Voici un court aperçu après avoir try-hard (je rigole, j’ai joué comme un casu, tranquille) cette courte expérience de jeu. A noter que Tunic est développé par une seule personne, qui s’appelle Andrew Shouldice et on lui dit bravo, car c’est du bon boulot.

Tunic nous emmène dans une atmosphère qui n’est pas sans nous faire penser aux premiers Zelda et on prendra cette direction artistique comme un hommage à l’un des jeux d’aventure les plus marquants de l’histoire du jeu vidéo (je pèse mes mots, merci monsieur Miyamoto).

On incarne un renard vêtu d’une belle tunique verte qui part à l’aventure dans un monde où la langue nous est inconnue. Notre héros découvre des objets dans des coffres disséminés ici et là, que ce soit des potions, des armes ou des tirelires remplies de cristaux (j’ai précisé que c’était un zelda-like).

Le gameplay est simple et efficace. On contrôle notre personnage, on lui équipe des objets, un bâton ou une épée pour se battre, un bouclier pour se défendre et on tape sur les méchants en esquivant les attaques grâce à notre roulade impeccable.

On est loin d’être perdu tellement le jeu reprend des codes connus et qui fonctionnent depuis la nuit des temps.
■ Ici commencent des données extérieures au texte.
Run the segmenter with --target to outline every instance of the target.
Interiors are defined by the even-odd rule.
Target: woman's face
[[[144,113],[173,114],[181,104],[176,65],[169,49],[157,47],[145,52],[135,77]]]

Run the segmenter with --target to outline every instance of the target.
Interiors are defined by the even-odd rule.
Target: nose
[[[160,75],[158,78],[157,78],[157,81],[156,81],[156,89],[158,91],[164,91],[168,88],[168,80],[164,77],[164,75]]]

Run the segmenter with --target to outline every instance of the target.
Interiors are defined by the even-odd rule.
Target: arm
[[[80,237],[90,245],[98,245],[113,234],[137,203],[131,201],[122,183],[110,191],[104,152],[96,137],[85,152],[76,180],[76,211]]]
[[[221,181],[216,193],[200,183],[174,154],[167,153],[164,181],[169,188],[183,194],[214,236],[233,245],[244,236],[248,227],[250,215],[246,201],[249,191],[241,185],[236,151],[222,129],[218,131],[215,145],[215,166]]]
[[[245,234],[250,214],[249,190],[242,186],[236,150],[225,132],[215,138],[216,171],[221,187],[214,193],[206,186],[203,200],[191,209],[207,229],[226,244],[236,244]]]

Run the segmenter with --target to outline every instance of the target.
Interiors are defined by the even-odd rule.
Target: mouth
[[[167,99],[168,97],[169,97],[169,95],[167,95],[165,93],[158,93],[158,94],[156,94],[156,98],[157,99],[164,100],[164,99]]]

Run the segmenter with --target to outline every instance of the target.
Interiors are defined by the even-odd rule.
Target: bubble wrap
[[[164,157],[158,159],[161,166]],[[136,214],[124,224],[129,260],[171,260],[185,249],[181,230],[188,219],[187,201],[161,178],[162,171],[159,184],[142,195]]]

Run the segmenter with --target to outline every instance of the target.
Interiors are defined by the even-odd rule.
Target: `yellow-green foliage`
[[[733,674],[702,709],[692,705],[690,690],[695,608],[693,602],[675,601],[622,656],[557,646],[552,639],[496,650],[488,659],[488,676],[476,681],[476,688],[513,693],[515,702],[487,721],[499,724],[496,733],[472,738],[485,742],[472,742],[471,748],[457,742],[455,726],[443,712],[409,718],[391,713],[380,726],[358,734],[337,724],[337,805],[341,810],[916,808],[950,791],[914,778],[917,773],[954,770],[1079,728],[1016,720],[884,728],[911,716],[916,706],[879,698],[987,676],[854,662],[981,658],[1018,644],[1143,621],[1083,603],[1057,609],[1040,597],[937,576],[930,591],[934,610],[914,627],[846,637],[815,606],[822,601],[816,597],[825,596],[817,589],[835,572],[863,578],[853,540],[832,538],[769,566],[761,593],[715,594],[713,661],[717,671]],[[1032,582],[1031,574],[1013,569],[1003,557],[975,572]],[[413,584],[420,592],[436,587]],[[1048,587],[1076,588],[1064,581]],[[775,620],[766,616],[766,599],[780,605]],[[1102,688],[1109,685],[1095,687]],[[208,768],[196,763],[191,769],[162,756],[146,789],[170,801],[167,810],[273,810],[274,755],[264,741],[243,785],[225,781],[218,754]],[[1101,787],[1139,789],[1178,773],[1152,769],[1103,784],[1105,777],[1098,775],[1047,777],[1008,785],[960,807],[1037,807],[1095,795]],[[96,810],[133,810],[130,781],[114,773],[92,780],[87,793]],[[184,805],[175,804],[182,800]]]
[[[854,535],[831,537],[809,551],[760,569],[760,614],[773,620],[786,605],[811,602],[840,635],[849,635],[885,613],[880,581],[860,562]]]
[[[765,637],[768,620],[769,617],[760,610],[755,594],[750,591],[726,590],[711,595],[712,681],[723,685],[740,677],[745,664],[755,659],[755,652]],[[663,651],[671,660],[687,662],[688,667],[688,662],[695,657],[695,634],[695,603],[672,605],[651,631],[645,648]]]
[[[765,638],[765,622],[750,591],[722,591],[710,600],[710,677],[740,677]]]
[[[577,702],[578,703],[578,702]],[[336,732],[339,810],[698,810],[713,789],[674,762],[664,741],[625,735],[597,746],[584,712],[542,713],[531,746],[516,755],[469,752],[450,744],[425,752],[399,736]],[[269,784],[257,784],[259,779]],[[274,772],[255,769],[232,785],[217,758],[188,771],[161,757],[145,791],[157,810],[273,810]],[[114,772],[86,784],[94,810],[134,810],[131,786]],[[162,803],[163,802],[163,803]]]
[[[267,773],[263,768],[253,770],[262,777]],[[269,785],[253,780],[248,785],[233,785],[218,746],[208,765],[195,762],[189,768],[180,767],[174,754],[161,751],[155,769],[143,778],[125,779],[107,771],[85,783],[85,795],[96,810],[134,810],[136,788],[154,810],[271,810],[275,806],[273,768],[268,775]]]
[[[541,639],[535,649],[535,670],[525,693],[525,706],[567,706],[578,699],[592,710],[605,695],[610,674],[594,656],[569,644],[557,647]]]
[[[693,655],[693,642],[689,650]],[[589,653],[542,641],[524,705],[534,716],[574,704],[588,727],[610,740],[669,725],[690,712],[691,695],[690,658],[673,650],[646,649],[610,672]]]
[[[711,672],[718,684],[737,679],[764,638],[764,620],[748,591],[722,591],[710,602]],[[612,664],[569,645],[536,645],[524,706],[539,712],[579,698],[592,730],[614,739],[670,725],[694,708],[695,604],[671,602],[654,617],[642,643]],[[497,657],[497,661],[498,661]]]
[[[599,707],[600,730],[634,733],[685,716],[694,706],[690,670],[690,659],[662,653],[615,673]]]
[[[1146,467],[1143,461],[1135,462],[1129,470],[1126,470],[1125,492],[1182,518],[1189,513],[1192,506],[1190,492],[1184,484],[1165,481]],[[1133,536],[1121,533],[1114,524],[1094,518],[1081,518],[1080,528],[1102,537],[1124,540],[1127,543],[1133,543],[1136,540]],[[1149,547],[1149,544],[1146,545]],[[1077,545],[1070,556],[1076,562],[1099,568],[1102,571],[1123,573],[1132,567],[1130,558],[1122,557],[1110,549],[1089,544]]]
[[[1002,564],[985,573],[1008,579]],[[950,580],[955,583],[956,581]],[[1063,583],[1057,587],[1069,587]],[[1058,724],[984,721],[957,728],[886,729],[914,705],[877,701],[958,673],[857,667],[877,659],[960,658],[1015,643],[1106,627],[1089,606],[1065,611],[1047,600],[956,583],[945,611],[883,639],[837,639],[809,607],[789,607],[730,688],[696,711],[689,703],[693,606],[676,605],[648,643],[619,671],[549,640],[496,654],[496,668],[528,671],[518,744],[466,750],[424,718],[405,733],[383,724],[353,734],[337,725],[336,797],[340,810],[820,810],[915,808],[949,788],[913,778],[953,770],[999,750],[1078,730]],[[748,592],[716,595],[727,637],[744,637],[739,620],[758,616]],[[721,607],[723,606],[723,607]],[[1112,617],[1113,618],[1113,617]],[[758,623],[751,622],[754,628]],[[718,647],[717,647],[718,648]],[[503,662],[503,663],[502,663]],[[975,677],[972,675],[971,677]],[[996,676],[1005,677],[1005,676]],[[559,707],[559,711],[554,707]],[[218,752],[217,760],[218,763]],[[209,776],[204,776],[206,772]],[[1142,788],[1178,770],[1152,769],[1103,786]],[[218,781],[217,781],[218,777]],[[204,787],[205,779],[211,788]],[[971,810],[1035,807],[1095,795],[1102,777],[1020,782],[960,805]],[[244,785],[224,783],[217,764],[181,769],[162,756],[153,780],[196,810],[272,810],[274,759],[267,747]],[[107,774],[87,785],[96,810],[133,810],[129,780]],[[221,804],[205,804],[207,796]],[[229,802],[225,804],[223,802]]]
Il faut couper des arbres pour atteindre des niveaux “cachés” et comprendre le pattern des ennemis avant de se lancer dans un combat.

Pourtant, Tunic empreinte d’autres mécaniques de jeux moins classiques pour un jeu qui semble au premier abord simplement ‘”mignon”. Des points de sauvegarde sont disséminés à travers les niveaux sous la forme de statues et si l’on meurt il faudra retourner chercher ses “fragments” là où l’on s’est fait battre (à l’image d’un Dark Souls).

Notre héros possède une jauge de vie et une jauge d’énergie, cette dernière étant utilisée lorsque l’on réalise des roulades ou que l’on pare des coups avec notre bouclier. Il faut donc gérer efficacement notre énergie en combat pour ne pas revenir à la case départ après 3 coups malencontreux.

Graphiquement Tunic est adorable avec sa 3D isométrique minimaliste. Les effets visuels sont un régale pour les yeux et notre petit renard se promène dans des décors qui jouent beaucoup avec la lumière et ce n’est pas pour nous déplaire.

Kudos spécial pour l’utilisation d’une langue qui n’existe pas dans le jeu, sur les pancartes et les explications.

Pas de date de sortie pour Tunic pour le moment, toujours prévu sur PC et Xbox One (Xbox Series X rétro-compatible). On a hâte de savoir ce que le jeu nous réserve car cette courte démo nous a fait passer un bon moment.